Recent work identifies a sparse set of "hallucination neurons" (H-neurons), less than 0.1% of feed-forward network neurons, that reliably predict when large language models will hallucinate. These neurons are identified on general-knowledge question answering and shown to generalize to new evaluation instances. We ask a natural follow-up question: do H-neurons generalize across knowledge domains?
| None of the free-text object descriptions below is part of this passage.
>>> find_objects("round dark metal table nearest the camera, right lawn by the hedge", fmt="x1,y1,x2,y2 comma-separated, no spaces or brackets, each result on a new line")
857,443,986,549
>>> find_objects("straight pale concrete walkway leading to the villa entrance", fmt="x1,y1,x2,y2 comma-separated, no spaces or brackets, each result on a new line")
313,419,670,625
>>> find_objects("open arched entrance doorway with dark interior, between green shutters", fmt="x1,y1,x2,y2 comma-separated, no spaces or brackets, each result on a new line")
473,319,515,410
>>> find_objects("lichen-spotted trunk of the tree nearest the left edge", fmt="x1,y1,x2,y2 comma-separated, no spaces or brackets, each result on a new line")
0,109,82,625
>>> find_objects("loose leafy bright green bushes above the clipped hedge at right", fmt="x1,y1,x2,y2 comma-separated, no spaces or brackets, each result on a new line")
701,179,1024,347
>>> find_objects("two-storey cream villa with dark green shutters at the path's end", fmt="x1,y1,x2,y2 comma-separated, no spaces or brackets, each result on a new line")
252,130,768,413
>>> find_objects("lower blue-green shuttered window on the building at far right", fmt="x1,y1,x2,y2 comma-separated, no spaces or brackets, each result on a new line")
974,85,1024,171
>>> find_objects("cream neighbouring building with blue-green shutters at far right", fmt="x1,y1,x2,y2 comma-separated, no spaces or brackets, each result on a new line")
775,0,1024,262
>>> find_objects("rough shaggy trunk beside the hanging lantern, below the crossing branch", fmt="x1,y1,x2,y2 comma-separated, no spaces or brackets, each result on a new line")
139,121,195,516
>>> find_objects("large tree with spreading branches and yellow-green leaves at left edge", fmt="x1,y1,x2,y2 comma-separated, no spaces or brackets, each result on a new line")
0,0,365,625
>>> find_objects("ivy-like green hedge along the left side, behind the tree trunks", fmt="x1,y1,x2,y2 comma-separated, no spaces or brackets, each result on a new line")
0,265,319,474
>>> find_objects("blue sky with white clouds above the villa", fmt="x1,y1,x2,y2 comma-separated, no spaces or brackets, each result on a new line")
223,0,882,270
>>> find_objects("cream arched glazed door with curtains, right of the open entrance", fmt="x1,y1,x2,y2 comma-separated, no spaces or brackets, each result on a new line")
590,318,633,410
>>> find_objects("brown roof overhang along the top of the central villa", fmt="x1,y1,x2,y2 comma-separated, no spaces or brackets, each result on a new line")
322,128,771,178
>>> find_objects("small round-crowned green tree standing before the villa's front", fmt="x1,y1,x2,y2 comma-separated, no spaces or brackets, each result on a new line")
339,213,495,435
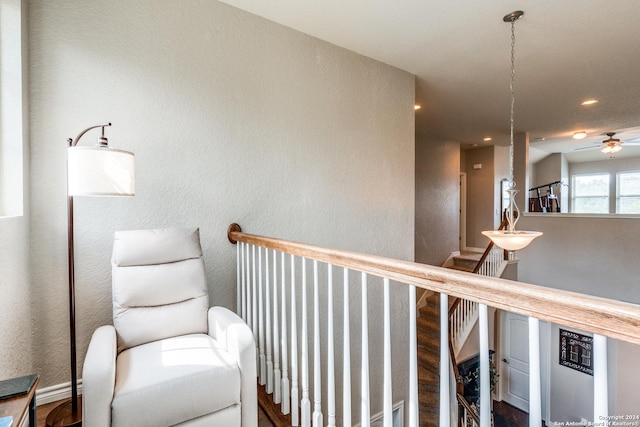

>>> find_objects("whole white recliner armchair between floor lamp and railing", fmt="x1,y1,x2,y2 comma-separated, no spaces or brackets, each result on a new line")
82,228,258,427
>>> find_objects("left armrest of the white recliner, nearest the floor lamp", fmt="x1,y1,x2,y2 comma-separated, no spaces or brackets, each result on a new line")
82,325,117,427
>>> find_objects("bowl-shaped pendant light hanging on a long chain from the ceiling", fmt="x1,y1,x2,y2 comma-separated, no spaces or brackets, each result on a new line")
482,10,542,251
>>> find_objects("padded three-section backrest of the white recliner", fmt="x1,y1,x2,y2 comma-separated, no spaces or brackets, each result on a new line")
111,228,209,352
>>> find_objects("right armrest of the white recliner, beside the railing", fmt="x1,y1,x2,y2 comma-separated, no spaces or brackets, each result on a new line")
208,307,258,427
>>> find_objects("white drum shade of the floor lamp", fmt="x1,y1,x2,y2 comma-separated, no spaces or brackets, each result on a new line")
67,146,135,196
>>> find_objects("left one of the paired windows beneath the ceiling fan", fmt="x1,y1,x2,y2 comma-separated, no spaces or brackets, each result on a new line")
571,174,609,213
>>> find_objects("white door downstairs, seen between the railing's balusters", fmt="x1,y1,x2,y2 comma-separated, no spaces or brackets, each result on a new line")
499,311,549,420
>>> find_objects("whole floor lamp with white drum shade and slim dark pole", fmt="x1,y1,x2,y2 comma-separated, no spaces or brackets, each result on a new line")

Using a systematic cross-domain transfer protocol across 6 domains (general QA, legal, financial, science, moral reasoning, and code vulnerability) and 5 open-weight models (3B to 8B parameters), we find they do not. Classifiers trained on one domain's H-neurons achieve AUROC 0.783 within-domain but only 0.563 when transferred to a different domain (delta = 0.220, p < 0.001), a degradation consistent across all models tested. Our results suggest that hallucination is not a single mechanism with a universal neural signature, but rather involves domain-specific neuron populations that differ depending on the knowledge type being queried. This finding has direct implications for the deployment of neuron-level hallucination detectors, which must be calibrated per domain rather than trained once and applied universally.